Compare your bounce rate with each of your pages. This will give you an understanding of which pages users are more engaged with and which could need improvement.
Compare your bounce rate with your referring sites. This is especially useful if you are doing any other marketing programs online. You can get an idea of which websites are bringing you more qualified traffic. You may want to look at the average time on site as well. If you are seeing a low bounce rate and a high time on site, you may want to put more marketing dollars towards those sites.
Compare your bounce rate with your keywords, both organic and PPC. See which keywords are bringing you the most relevant traffic. Optimize your site for the keywords that are bringing you the most page views, lowest bounce rate, and highest time on site.
You may also want to look at the top exit pages. If you see a lot of people leaving on certain pages, maybe you need to focus on building better content for the user.
Luckily there are plenty of things you can do to fix your bounce rate.
For companies doing PPC campaigns it can be hard to improve your bounce rate if you are already bidding on qualified traffic. One argument against bounce rate for PPC campaigns is that you have the flexibility to land people on any page you would like, within your site. So technically you could say that because you are landing the people on the appropriate page, they can get everything they need from that one page. Overall, PPC campaigns generally have a higher bounce rate just because they are not trusted as much as the organic search results.

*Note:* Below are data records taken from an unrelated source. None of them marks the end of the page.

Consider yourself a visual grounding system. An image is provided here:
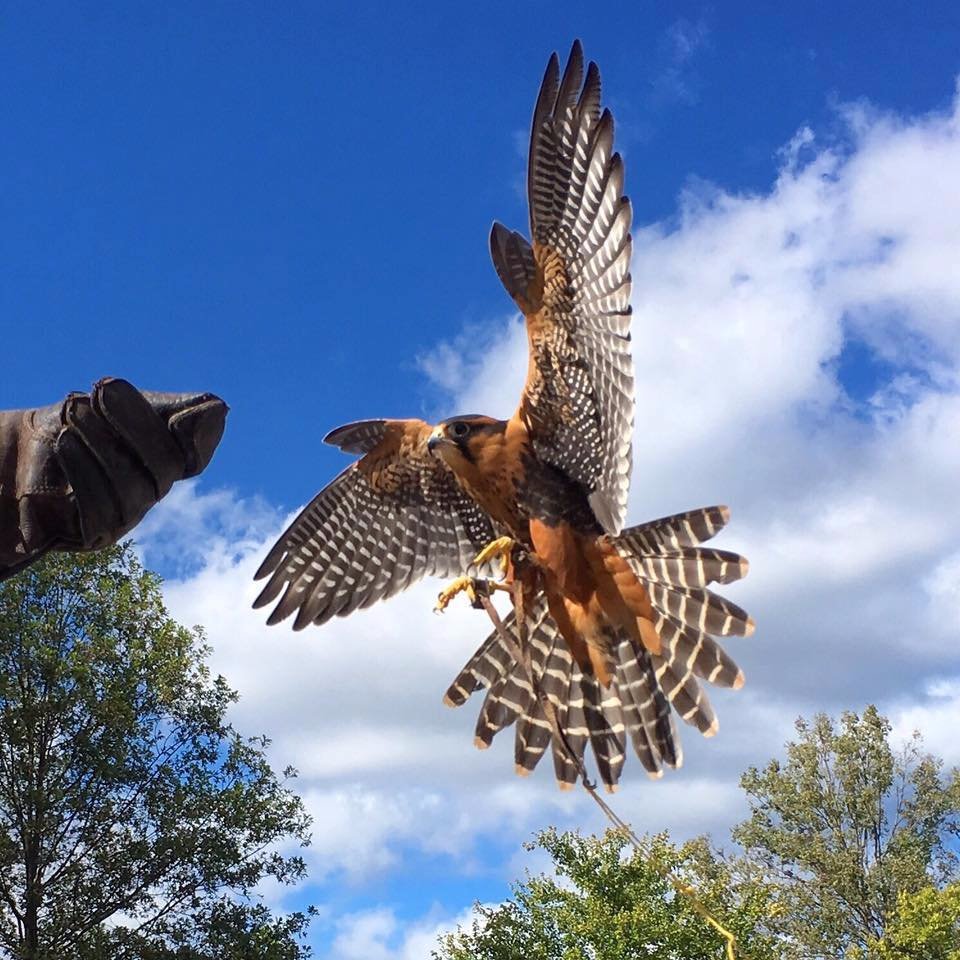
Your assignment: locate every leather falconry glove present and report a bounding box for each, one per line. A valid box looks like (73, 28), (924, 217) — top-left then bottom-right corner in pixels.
(0, 377), (227, 580)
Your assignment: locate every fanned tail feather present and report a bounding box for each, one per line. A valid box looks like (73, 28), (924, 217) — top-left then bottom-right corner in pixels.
(444, 507), (753, 789)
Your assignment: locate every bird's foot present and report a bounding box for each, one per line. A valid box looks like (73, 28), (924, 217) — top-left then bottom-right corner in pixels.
(433, 577), (477, 613)
(473, 537), (514, 575)
(433, 577), (510, 613)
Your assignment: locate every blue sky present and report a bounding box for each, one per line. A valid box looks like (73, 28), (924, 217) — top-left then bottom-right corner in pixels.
(0, 2), (960, 960)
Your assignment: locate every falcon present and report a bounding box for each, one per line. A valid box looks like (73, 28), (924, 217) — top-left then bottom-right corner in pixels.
(254, 41), (753, 788)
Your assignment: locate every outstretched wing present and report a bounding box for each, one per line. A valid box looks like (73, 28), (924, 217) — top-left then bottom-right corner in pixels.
(254, 420), (495, 630)
(490, 41), (634, 534)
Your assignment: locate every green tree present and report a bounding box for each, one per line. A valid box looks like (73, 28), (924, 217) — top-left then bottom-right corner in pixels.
(434, 830), (779, 960)
(734, 707), (960, 960)
(867, 883), (960, 960)
(0, 545), (308, 960)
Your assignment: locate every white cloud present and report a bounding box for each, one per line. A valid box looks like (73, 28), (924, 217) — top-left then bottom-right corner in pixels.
(138, 77), (960, 958)
(326, 907), (472, 960)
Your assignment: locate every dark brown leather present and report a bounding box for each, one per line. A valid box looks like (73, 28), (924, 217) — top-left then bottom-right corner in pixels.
(0, 377), (227, 580)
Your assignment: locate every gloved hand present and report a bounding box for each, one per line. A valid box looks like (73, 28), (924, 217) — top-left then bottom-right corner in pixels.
(0, 377), (227, 580)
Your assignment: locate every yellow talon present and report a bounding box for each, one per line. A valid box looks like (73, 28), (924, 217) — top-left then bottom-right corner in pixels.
(433, 577), (477, 613)
(473, 537), (513, 573)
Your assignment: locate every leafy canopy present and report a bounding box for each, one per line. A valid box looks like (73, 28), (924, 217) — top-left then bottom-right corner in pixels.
(0, 545), (308, 960)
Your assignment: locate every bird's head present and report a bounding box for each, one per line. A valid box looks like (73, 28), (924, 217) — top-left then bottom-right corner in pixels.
(427, 414), (506, 470)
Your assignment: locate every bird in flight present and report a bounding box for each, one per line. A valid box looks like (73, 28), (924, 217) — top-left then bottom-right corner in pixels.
(254, 41), (753, 788)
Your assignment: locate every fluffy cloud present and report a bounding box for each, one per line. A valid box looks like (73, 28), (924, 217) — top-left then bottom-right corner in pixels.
(327, 908), (480, 960)
(141, 79), (960, 958)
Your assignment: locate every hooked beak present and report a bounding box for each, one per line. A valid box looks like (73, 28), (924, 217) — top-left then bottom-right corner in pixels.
(427, 427), (450, 453)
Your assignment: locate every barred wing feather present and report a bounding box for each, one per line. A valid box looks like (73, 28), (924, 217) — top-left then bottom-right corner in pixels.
(254, 420), (495, 630)
(490, 41), (634, 534)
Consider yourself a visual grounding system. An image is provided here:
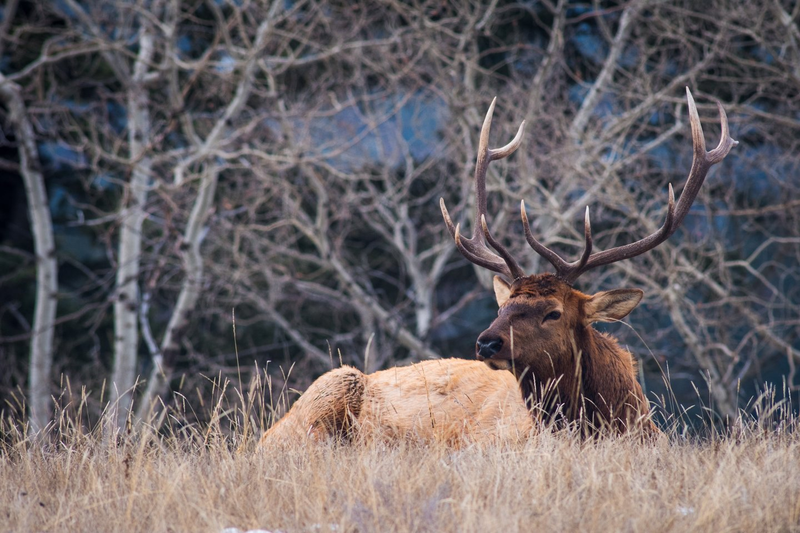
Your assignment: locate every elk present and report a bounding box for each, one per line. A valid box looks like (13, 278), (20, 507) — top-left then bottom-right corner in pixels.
(260, 87), (737, 446)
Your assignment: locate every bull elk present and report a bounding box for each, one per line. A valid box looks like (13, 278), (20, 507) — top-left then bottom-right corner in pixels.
(261, 88), (737, 445)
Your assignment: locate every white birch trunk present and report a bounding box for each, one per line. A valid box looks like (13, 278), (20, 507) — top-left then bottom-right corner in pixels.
(136, 166), (219, 420)
(110, 29), (153, 428)
(0, 74), (58, 431)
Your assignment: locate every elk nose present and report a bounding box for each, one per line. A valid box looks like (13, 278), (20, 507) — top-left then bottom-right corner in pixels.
(475, 339), (503, 359)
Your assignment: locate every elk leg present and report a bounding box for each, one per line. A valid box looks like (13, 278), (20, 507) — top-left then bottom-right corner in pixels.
(260, 366), (367, 446)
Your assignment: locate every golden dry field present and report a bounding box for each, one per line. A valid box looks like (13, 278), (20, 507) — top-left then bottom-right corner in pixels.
(0, 386), (800, 533)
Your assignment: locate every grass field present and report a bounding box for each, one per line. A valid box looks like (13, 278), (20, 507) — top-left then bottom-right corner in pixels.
(0, 380), (800, 533)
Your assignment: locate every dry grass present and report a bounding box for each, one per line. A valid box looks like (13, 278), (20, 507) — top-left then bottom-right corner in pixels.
(0, 382), (800, 533)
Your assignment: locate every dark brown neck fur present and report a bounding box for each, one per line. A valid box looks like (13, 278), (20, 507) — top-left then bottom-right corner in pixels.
(521, 320), (654, 434)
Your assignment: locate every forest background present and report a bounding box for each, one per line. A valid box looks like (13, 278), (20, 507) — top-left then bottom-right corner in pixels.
(0, 0), (800, 428)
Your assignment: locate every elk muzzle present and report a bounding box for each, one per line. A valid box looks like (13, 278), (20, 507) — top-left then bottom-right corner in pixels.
(475, 335), (503, 361)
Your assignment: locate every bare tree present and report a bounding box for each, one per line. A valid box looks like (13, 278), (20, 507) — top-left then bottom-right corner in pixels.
(0, 0), (800, 428)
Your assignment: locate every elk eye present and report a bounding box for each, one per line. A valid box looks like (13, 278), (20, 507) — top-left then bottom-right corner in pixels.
(542, 311), (561, 323)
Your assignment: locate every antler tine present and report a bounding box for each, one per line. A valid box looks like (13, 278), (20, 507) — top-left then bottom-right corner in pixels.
(481, 216), (525, 279)
(439, 97), (525, 280)
(552, 87), (739, 283)
(520, 200), (593, 283)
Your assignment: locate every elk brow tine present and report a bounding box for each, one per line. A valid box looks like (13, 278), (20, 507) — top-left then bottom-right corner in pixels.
(481, 216), (525, 281)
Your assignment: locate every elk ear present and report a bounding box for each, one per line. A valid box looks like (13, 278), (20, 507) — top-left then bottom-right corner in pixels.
(583, 289), (644, 325)
(493, 276), (511, 307)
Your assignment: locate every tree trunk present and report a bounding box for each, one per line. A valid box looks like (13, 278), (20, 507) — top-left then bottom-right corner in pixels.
(0, 74), (58, 431)
(111, 30), (153, 428)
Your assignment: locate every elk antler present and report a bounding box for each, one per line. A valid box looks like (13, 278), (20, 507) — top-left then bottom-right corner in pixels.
(521, 87), (739, 284)
(439, 97), (525, 280)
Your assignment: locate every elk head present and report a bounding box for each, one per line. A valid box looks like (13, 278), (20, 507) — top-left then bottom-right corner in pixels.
(440, 88), (737, 429)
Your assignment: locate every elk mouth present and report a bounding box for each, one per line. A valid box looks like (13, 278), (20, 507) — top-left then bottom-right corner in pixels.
(478, 356), (511, 371)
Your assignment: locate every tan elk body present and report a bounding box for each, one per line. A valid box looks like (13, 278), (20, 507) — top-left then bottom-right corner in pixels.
(261, 89), (736, 446)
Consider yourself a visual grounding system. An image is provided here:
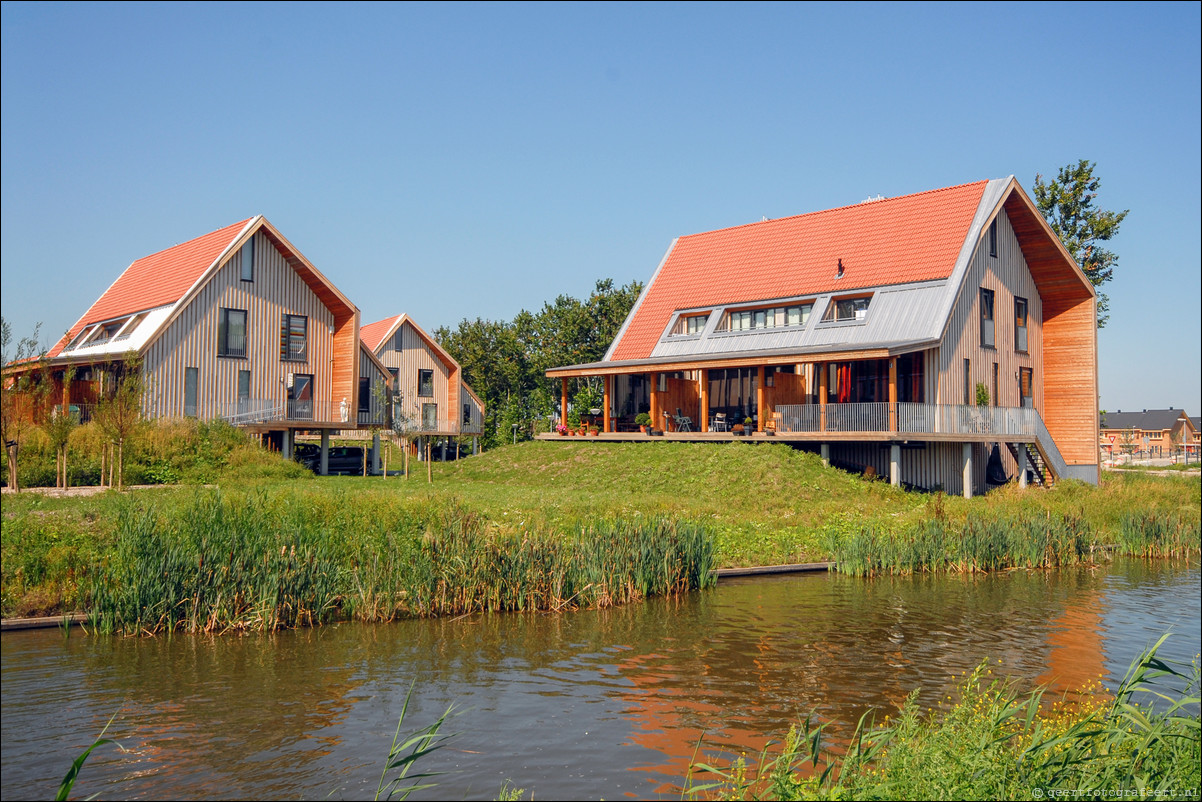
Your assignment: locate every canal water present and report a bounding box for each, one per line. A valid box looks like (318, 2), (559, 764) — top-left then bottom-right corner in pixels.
(0, 560), (1202, 800)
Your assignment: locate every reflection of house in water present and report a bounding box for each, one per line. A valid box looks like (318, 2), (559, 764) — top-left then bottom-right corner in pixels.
(605, 571), (1102, 792)
(1039, 589), (1106, 694)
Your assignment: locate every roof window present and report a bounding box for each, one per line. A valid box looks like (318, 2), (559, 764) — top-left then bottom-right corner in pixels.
(718, 302), (814, 332)
(822, 296), (871, 323)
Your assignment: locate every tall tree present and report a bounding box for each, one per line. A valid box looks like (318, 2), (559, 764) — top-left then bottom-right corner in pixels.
(0, 317), (49, 491)
(1035, 159), (1130, 328)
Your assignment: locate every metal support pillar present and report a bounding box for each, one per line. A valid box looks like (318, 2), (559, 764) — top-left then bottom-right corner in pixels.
(960, 442), (972, 499)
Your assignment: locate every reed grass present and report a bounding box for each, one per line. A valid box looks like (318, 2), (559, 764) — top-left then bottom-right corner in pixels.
(685, 636), (1202, 800)
(91, 492), (714, 634)
(827, 513), (1100, 576)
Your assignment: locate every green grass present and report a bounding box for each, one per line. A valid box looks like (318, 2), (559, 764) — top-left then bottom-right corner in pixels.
(87, 491), (714, 634)
(690, 638), (1202, 800)
(0, 441), (1202, 617)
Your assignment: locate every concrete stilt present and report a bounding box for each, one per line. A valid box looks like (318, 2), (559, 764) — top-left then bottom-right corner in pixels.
(962, 442), (972, 499)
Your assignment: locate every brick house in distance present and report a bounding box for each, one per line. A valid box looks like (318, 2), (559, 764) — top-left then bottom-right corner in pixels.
(1099, 406), (1198, 457)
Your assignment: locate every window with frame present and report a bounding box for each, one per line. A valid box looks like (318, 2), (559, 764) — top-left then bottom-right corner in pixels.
(359, 376), (371, 412)
(718, 303), (814, 332)
(1014, 298), (1027, 354)
(218, 308), (246, 357)
(822, 298), (871, 322)
(1018, 368), (1035, 406)
(672, 311), (709, 335)
(981, 287), (995, 347)
(242, 237), (255, 281)
(417, 368), (434, 398)
(280, 313), (309, 362)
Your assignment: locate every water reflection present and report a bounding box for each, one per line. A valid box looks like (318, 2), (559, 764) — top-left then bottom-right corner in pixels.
(0, 562), (1200, 798)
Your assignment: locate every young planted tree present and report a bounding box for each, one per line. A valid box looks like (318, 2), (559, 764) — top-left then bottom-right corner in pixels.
(42, 366), (79, 489)
(1035, 159), (1130, 328)
(0, 317), (49, 491)
(95, 351), (145, 489)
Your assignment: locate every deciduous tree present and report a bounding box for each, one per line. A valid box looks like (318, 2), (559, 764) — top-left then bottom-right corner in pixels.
(1035, 159), (1130, 328)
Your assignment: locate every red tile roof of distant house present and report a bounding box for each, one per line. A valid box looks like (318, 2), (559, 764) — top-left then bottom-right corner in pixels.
(609, 182), (988, 360)
(48, 218), (250, 357)
(359, 315), (404, 354)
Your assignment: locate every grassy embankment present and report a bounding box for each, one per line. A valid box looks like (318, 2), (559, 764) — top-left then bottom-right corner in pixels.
(2, 438), (1202, 629)
(690, 638), (1202, 800)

Make sure you are optimizing your campaigns for the long-tail keywords. These keywords are targeted towards consumers who know what they are looking for and are in most cases ready-to-buy.
If you do proper keyword research you will drive the most relevant traffic to your site, leading to more conversions.
Implement some A/B or Multivariate testing to see which landing pages produce better results. Keep testing and refining to find the pages that bring you the best results. Test images, photos, content, videos, icons, buttons, colors, headlines, etc…
Create targeted landing pages for offers, products, and services.
Try different third party website to see if they bring you more qualified traffic. Once you have found those sites, allocate more of your marketing dollars to those sites that bring you results.